Das zentrale, wenn auch ziemlich magere Ergebnis nach all diesen Verhandlungen lautete am späten Donnerstagabend: "Zu Beginn der Legislaturperiode wird eine Regierungskommission eingesetzt."

Tatsächlich haben die drei Parteien nur eine einzige konkrete Vereinbarung darüber getroffen, wie es denn in Zukunft aussehen soll mit der Finanzierung der gesetzlichen Krankenversicherung.

Zahlen sollen die Arbeitnehmer

Die Arbeitgeber, so lautet dieser Konsens, sollen nicht belastet werden mit den Kosten, mit denen das Gesundheitssystem in den kommenden Jahren zu kämpfen hat.

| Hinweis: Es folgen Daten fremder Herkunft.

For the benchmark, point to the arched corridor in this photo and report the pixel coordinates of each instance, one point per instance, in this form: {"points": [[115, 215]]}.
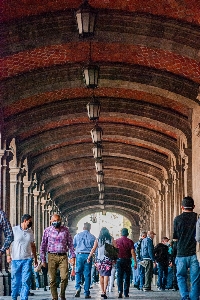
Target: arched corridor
{"points": [[148, 89]]}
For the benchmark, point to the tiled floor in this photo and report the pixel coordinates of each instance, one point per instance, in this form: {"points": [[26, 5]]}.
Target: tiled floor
{"points": [[96, 294]]}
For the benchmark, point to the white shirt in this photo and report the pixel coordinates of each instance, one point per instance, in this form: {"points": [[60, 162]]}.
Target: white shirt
{"points": [[21, 246]]}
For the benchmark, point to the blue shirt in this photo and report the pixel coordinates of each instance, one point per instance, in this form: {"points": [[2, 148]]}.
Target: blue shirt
{"points": [[83, 242], [7, 230]]}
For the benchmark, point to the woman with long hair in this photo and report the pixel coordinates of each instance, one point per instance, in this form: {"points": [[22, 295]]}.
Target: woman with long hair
{"points": [[104, 264]]}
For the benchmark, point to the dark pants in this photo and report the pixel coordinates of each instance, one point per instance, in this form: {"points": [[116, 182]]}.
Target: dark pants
{"points": [[162, 275], [148, 274], [123, 275]]}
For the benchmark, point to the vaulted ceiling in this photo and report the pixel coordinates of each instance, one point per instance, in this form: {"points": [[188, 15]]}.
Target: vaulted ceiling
{"points": [[148, 54]]}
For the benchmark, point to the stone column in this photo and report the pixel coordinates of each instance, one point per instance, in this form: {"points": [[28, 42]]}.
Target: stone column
{"points": [[196, 156], [13, 196], [36, 217]]}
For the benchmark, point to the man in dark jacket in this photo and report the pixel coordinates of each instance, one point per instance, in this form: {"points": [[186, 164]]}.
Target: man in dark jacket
{"points": [[162, 258], [184, 233], [139, 284], [126, 252], [147, 252]]}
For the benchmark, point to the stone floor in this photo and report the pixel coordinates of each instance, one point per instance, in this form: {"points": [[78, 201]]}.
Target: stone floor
{"points": [[95, 294]]}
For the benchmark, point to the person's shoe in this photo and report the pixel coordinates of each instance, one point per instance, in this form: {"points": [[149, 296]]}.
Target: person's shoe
{"points": [[77, 294]]}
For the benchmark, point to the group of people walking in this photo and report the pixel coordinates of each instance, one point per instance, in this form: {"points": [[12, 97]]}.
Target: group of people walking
{"points": [[60, 247]]}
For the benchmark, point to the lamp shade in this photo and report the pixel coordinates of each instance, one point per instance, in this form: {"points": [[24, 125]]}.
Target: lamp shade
{"points": [[85, 17], [96, 134], [101, 187], [97, 150], [100, 176], [91, 76], [101, 195], [93, 109], [99, 165]]}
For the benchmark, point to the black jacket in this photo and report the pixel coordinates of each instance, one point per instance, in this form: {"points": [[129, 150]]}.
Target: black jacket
{"points": [[161, 254]]}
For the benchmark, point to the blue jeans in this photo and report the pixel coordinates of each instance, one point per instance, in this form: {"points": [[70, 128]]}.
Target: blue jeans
{"points": [[21, 272], [123, 275], [162, 275], [37, 279], [83, 268], [182, 265], [141, 276]]}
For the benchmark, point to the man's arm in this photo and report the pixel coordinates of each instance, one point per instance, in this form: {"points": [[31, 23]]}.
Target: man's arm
{"points": [[8, 233], [134, 257], [151, 249], [33, 249], [43, 248]]}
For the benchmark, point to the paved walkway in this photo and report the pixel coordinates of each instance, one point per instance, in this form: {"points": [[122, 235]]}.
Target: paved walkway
{"points": [[95, 294]]}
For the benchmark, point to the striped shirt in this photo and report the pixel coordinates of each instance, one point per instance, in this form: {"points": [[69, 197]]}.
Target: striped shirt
{"points": [[6, 228], [56, 241]]}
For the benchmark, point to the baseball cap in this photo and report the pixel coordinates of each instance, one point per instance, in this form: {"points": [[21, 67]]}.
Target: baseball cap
{"points": [[188, 202], [124, 232], [152, 232]]}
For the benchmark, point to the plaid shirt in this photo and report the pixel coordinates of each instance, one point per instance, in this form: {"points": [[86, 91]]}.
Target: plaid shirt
{"points": [[7, 230], [56, 241]]}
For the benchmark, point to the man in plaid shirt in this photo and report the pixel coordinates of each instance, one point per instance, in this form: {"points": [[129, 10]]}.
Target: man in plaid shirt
{"points": [[6, 228]]}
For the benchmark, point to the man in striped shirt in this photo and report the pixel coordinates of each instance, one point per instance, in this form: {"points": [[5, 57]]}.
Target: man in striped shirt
{"points": [[56, 241]]}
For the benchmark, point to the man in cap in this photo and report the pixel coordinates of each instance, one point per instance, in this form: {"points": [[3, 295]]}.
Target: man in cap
{"points": [[83, 243], [147, 253], [184, 233], [162, 259], [126, 251]]}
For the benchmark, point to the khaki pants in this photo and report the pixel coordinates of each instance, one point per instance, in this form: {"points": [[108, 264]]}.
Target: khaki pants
{"points": [[58, 262]]}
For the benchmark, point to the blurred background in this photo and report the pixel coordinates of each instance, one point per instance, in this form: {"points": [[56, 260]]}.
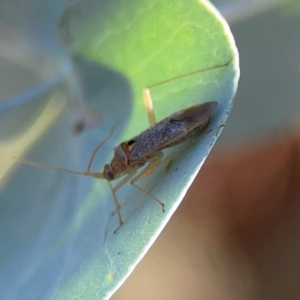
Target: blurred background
{"points": [[205, 252]]}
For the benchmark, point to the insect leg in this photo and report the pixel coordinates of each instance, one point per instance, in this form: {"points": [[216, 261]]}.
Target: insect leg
{"points": [[113, 191], [149, 169], [97, 149]]}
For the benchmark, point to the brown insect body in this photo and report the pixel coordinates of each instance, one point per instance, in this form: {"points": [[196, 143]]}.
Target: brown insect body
{"points": [[146, 148], [175, 129]]}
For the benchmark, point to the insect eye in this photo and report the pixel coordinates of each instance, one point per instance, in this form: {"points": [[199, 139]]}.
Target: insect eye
{"points": [[131, 142], [108, 173]]}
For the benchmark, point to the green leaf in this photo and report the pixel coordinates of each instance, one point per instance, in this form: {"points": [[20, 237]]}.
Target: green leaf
{"points": [[149, 44], [184, 51]]}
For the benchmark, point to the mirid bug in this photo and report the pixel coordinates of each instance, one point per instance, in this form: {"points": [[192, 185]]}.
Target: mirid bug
{"points": [[146, 149]]}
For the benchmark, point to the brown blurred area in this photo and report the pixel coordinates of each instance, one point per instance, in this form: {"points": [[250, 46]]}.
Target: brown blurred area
{"points": [[236, 234]]}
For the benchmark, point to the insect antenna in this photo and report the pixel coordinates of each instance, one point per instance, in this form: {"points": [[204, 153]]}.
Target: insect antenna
{"points": [[87, 173]]}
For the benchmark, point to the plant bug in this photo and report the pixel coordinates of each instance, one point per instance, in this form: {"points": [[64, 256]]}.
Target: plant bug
{"points": [[146, 149]]}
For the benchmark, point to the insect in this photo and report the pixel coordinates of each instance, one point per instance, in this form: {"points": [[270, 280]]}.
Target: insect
{"points": [[146, 149]]}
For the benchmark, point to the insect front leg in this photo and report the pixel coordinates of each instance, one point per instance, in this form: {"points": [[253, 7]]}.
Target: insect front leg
{"points": [[118, 206], [154, 163]]}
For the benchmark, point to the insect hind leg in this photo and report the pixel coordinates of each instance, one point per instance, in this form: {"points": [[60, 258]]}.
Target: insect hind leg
{"points": [[156, 161]]}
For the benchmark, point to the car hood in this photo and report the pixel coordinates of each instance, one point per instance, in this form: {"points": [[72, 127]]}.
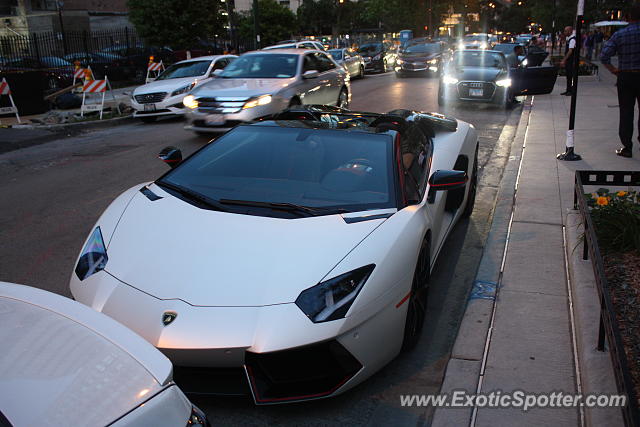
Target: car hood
{"points": [[168, 85], [477, 73], [173, 250], [417, 56], [47, 362], [241, 87]]}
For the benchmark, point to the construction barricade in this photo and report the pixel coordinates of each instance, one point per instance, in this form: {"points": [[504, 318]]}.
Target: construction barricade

Die Arbeitnehmer sollen die Belastungen weitgehend alleine tragen, die dadurch entstehen, dass es immer mehr ältere Menschen gibt und immer weniger junge, die höchsten Kosten aber in den letzten Wochen und Monaten vor dem Tod anfallen. Auch der Preis für den medizinischen Fortschritt, so die Koalitionäre, wird weitgehend den Arbeitnehmern und die Rentnern aufgebürdet.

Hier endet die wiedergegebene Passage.